There is a core group of genealogists who publish written works on their Web site or their blog, and I take my hat off to them. They capture much more than a mere tree would, and offer readable material for friends, family, and colleagues to access. Professionals and academics may publish articles in genealogical journals, where they would be read by their peers, but far less so online. It was suggested to me recently that their drive to produce reliable and well-documented works may be construed as elitism, and so they would rather avoid that level of criticism. I made a conscious decision to publish written genealogical works on my own blog — with some initial trepidation as I was neither writer nor historian — primarily to show the type of genealogy that I do, and to put some context around my software views and requirements. Although I include citations in those works, I do admit to some embarrassment over them.

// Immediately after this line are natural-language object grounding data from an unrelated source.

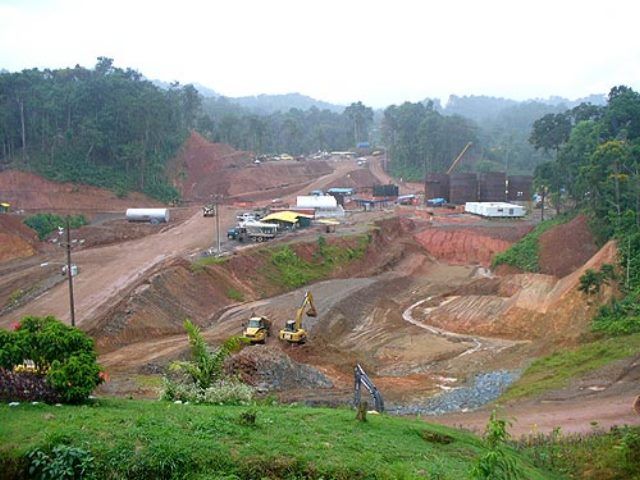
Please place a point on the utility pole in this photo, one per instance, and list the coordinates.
(70, 275)
(218, 224)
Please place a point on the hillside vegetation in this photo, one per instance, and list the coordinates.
(106, 127)
(138, 439)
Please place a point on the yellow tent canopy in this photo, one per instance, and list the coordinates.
(286, 216)
(328, 221)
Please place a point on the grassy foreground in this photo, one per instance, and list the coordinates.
(557, 370)
(147, 439)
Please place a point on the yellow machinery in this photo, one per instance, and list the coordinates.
(293, 331)
(455, 162)
(257, 330)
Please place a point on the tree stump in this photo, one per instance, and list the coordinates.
(361, 416)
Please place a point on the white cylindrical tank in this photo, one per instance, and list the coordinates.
(151, 215)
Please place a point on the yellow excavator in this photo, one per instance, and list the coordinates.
(293, 331)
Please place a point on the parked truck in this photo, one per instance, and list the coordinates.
(259, 231)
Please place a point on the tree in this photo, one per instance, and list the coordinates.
(550, 131)
(361, 118)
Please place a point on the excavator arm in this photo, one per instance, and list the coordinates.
(311, 312)
(361, 378)
(455, 162)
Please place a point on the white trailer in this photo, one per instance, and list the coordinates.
(259, 231)
(151, 215)
(495, 209)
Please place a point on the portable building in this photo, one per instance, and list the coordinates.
(495, 209)
(311, 201)
(151, 215)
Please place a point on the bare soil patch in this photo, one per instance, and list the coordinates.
(30, 192)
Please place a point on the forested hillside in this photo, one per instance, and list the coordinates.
(293, 131)
(596, 167)
(426, 138)
(103, 126)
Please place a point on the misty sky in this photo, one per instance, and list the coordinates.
(380, 52)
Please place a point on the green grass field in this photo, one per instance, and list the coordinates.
(153, 439)
(558, 369)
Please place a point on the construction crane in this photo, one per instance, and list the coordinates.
(459, 157)
(361, 378)
(293, 331)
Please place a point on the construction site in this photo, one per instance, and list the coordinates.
(413, 302)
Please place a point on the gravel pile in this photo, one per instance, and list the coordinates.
(485, 388)
(270, 369)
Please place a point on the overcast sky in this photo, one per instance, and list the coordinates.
(379, 52)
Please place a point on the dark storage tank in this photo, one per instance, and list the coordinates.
(492, 187)
(520, 187)
(463, 187)
(390, 190)
(436, 185)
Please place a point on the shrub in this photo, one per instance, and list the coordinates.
(61, 462)
(524, 254)
(203, 378)
(620, 317)
(45, 223)
(43, 359)
(496, 464)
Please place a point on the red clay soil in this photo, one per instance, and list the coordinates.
(16, 239)
(28, 191)
(469, 245)
(525, 306)
(566, 247)
(157, 306)
(203, 168)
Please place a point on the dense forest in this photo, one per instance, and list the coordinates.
(110, 127)
(293, 131)
(106, 126)
(425, 137)
(596, 167)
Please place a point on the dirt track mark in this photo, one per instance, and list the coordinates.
(479, 343)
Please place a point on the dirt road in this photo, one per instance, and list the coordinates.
(577, 416)
(107, 272)
(406, 188)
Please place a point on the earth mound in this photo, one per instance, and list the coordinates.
(469, 245)
(566, 247)
(203, 168)
(16, 239)
(523, 306)
(28, 191)
(269, 368)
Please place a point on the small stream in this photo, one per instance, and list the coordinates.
(484, 388)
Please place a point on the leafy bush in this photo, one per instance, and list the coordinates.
(620, 317)
(61, 462)
(524, 254)
(295, 272)
(203, 378)
(228, 392)
(497, 463)
(45, 223)
(43, 359)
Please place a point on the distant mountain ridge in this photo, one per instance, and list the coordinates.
(267, 104)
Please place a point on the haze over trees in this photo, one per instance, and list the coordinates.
(106, 126)
(597, 168)
(110, 127)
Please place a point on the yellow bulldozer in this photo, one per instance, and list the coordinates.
(293, 331)
(257, 329)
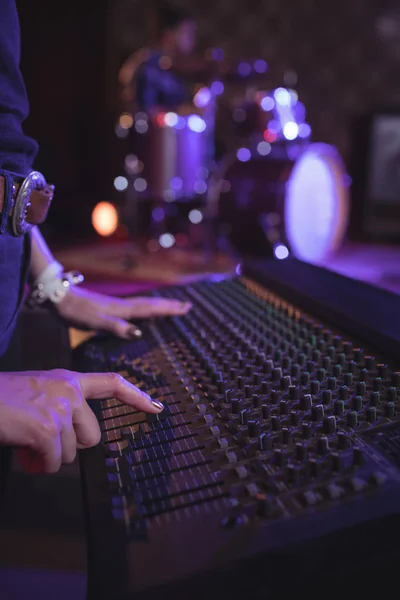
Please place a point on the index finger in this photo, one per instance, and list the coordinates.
(159, 307)
(112, 385)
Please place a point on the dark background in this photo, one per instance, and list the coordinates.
(345, 53)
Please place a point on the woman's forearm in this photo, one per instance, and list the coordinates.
(41, 254)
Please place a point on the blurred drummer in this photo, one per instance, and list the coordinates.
(150, 77)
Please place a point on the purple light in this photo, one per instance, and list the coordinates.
(260, 66)
(217, 88)
(282, 97)
(281, 252)
(314, 188)
(243, 154)
(181, 124)
(304, 131)
(244, 69)
(196, 124)
(176, 184)
(274, 127)
(202, 98)
(158, 214)
(290, 130)
(171, 119)
(267, 103)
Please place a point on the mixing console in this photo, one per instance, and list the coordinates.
(281, 430)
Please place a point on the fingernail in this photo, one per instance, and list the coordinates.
(157, 405)
(134, 332)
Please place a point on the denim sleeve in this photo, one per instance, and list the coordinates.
(17, 151)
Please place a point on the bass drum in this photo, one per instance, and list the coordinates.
(267, 202)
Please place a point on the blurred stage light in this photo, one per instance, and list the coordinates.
(195, 216)
(131, 163)
(105, 218)
(141, 126)
(264, 148)
(270, 136)
(120, 132)
(166, 240)
(217, 88)
(126, 121)
(140, 184)
(196, 124)
(171, 119)
(200, 187)
(202, 98)
(316, 204)
(281, 251)
(267, 103)
(243, 154)
(158, 214)
(120, 183)
(291, 130)
(282, 97)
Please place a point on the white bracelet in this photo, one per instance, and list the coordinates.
(53, 284)
(49, 274)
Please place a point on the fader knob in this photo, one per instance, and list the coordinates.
(236, 405)
(395, 380)
(358, 456)
(306, 402)
(383, 371)
(323, 445)
(339, 407)
(357, 403)
(352, 419)
(315, 387)
(361, 388)
(389, 410)
(257, 401)
(254, 428)
(375, 399)
(317, 412)
(329, 425)
(371, 414)
(266, 411)
(276, 423)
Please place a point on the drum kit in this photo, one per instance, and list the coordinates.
(242, 167)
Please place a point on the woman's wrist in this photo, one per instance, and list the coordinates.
(53, 284)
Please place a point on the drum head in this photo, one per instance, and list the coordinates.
(316, 204)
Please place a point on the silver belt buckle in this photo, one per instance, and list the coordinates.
(33, 181)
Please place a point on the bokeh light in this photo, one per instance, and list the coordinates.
(105, 218)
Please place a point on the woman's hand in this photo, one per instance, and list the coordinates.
(96, 311)
(45, 414)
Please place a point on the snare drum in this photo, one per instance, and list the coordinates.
(301, 202)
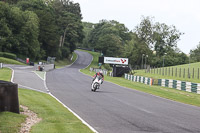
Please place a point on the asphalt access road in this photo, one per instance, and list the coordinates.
(115, 109)
(26, 78)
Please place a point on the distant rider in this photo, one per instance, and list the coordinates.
(100, 74)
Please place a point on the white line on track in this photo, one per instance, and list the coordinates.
(83, 121)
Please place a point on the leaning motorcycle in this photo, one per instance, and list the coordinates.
(96, 83)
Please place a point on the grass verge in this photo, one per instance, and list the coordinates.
(65, 62)
(169, 93)
(55, 117)
(5, 74)
(10, 122)
(10, 61)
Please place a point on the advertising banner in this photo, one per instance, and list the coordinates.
(113, 60)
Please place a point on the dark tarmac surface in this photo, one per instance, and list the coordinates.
(112, 109)
(115, 109)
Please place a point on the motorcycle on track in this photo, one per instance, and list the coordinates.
(96, 83)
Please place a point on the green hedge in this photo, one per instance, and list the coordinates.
(8, 55)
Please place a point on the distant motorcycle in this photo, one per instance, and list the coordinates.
(96, 83)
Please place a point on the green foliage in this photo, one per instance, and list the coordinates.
(40, 28)
(169, 93)
(109, 37)
(8, 55)
(158, 36)
(195, 54)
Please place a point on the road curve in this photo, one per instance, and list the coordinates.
(115, 109)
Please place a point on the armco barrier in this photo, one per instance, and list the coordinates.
(176, 84)
(140, 79)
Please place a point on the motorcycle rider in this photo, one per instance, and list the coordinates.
(100, 74)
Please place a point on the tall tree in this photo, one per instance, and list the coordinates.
(158, 36)
(117, 32)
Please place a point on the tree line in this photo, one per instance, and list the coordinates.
(151, 42)
(40, 28)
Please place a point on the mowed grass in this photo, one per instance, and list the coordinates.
(55, 117)
(9, 122)
(178, 73)
(10, 61)
(65, 62)
(168, 93)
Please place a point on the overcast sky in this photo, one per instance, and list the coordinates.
(184, 14)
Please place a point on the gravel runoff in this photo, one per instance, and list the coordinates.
(31, 120)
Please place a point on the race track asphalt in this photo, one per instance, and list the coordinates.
(115, 109)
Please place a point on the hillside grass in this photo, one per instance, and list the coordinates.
(55, 117)
(10, 61)
(159, 72)
(5, 74)
(168, 93)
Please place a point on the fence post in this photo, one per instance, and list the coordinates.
(189, 73)
(193, 74)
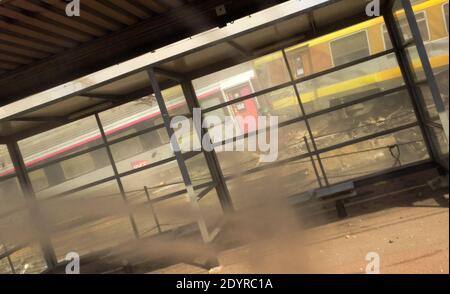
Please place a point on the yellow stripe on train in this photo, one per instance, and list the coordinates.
(356, 83)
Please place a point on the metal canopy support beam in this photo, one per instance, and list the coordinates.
(407, 74)
(178, 155)
(33, 207)
(428, 70)
(116, 175)
(210, 156)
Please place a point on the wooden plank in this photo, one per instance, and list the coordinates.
(90, 16)
(32, 33)
(111, 12)
(7, 65)
(14, 58)
(132, 7)
(21, 50)
(8, 12)
(60, 17)
(31, 43)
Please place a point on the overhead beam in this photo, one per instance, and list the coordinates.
(142, 37)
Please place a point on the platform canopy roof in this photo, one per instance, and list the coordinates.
(245, 38)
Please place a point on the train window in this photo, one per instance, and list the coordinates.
(296, 59)
(350, 83)
(258, 74)
(6, 166)
(349, 48)
(61, 141)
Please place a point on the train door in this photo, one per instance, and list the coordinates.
(244, 109)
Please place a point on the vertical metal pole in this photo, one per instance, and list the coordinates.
(33, 206)
(407, 74)
(426, 65)
(179, 157)
(155, 217)
(210, 156)
(116, 175)
(8, 257)
(308, 127)
(308, 149)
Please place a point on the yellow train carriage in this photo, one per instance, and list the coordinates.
(361, 40)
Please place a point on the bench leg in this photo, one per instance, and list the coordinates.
(340, 208)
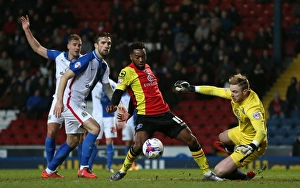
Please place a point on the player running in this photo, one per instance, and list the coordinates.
(83, 74)
(249, 137)
(153, 113)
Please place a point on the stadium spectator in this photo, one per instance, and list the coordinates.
(277, 107)
(153, 114)
(259, 80)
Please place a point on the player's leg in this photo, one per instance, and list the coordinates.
(61, 154)
(99, 137)
(88, 144)
(50, 146)
(229, 167)
(140, 137)
(110, 132)
(79, 147)
(225, 144)
(53, 125)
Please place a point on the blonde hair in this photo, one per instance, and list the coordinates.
(239, 80)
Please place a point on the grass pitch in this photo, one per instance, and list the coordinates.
(181, 178)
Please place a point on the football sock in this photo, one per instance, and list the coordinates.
(60, 156)
(87, 148)
(79, 151)
(236, 175)
(50, 148)
(93, 156)
(201, 160)
(130, 158)
(109, 155)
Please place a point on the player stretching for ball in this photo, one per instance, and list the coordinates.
(62, 61)
(153, 114)
(249, 137)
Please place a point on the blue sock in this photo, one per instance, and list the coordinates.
(60, 156)
(87, 148)
(93, 157)
(127, 148)
(109, 155)
(79, 151)
(50, 148)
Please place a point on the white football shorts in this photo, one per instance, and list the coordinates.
(52, 118)
(74, 118)
(106, 125)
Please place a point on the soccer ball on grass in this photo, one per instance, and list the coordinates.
(153, 148)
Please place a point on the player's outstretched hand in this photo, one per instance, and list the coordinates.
(111, 108)
(246, 149)
(183, 86)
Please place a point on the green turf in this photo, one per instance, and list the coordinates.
(182, 178)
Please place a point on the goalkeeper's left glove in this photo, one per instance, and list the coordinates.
(184, 86)
(246, 149)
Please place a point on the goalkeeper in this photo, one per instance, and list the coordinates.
(249, 137)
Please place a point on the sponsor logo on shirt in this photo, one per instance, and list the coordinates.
(256, 115)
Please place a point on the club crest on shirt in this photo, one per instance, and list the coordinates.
(256, 115)
(77, 65)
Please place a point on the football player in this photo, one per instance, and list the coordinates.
(249, 137)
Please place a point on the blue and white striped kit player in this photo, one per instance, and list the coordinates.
(83, 75)
(62, 64)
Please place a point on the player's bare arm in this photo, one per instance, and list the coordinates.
(59, 107)
(35, 45)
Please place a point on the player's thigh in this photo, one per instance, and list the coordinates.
(72, 123)
(128, 132)
(99, 120)
(74, 139)
(109, 124)
(233, 136)
(225, 167)
(52, 119)
(241, 160)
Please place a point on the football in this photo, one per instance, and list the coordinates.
(153, 148)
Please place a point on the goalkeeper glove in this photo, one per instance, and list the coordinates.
(184, 86)
(246, 149)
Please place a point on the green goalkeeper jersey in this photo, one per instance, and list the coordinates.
(250, 113)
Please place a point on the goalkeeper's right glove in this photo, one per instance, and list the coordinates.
(184, 86)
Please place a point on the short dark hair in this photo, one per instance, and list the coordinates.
(136, 45)
(240, 80)
(100, 35)
(74, 37)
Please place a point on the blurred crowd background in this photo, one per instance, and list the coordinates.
(201, 41)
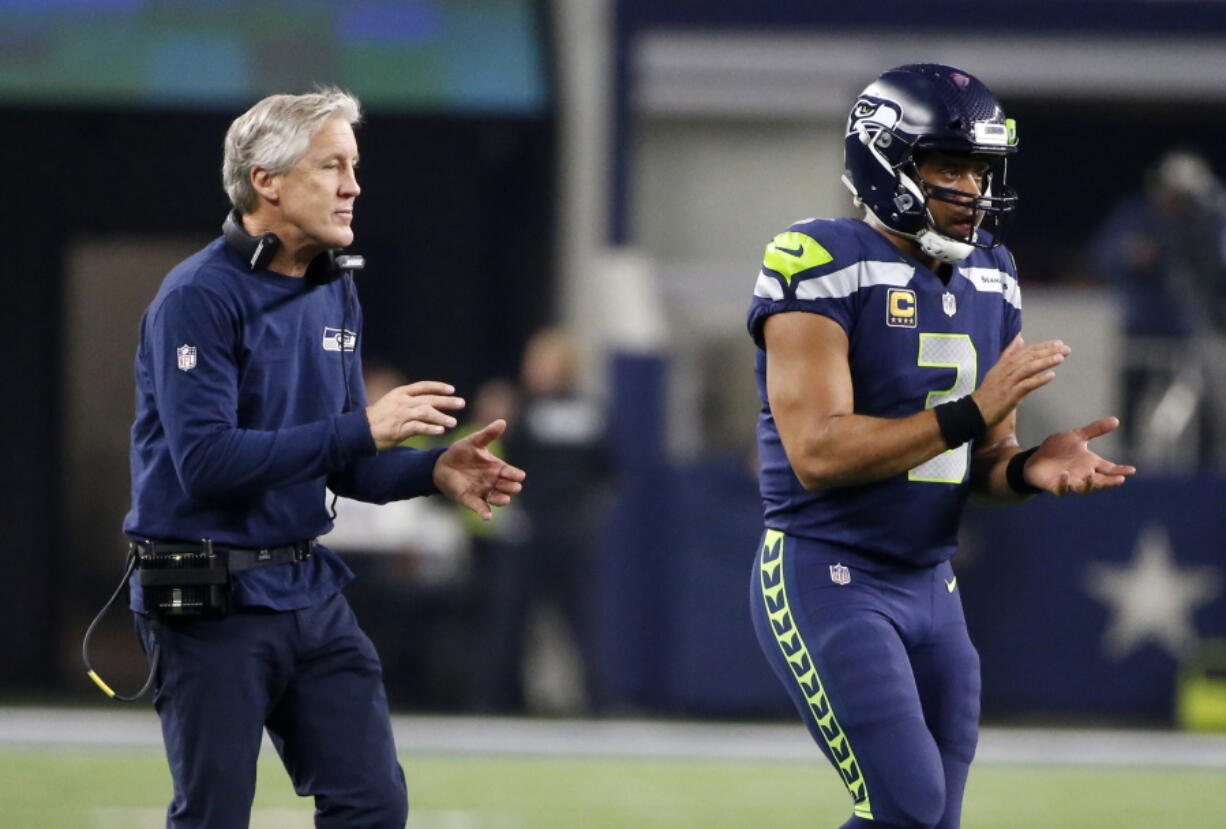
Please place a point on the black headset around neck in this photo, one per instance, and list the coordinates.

There are definitely folks who see citations as some sort of elitist competition, rather than a matter of research integrity, and so I find myself trying to “nibble off the edges”, and so reduce their volume — probably as a journal editor might.

This general situation is sad for a couple of reasons. Firstly, genealogy needs more online works to guide and inspire others. There is so much value that can be added through writing, not just in capturing recollections but also in explaining your journey through time and sources to capture the lives of your antecedents. Secondly, in the context of FHISO, working on a standard for representing our data will be an impossible task if we cannot determine the range of our collective goals. We all have different notions of what constitutes genealogy, and although many will have similar notions, some will have quite dissimilar ones. Writing a specification for your own personal style, approach, and goals is a dangerous pitfall.

Maybe we’ll be in the darkness for some time to come, unless someone manages to change that broken bulb.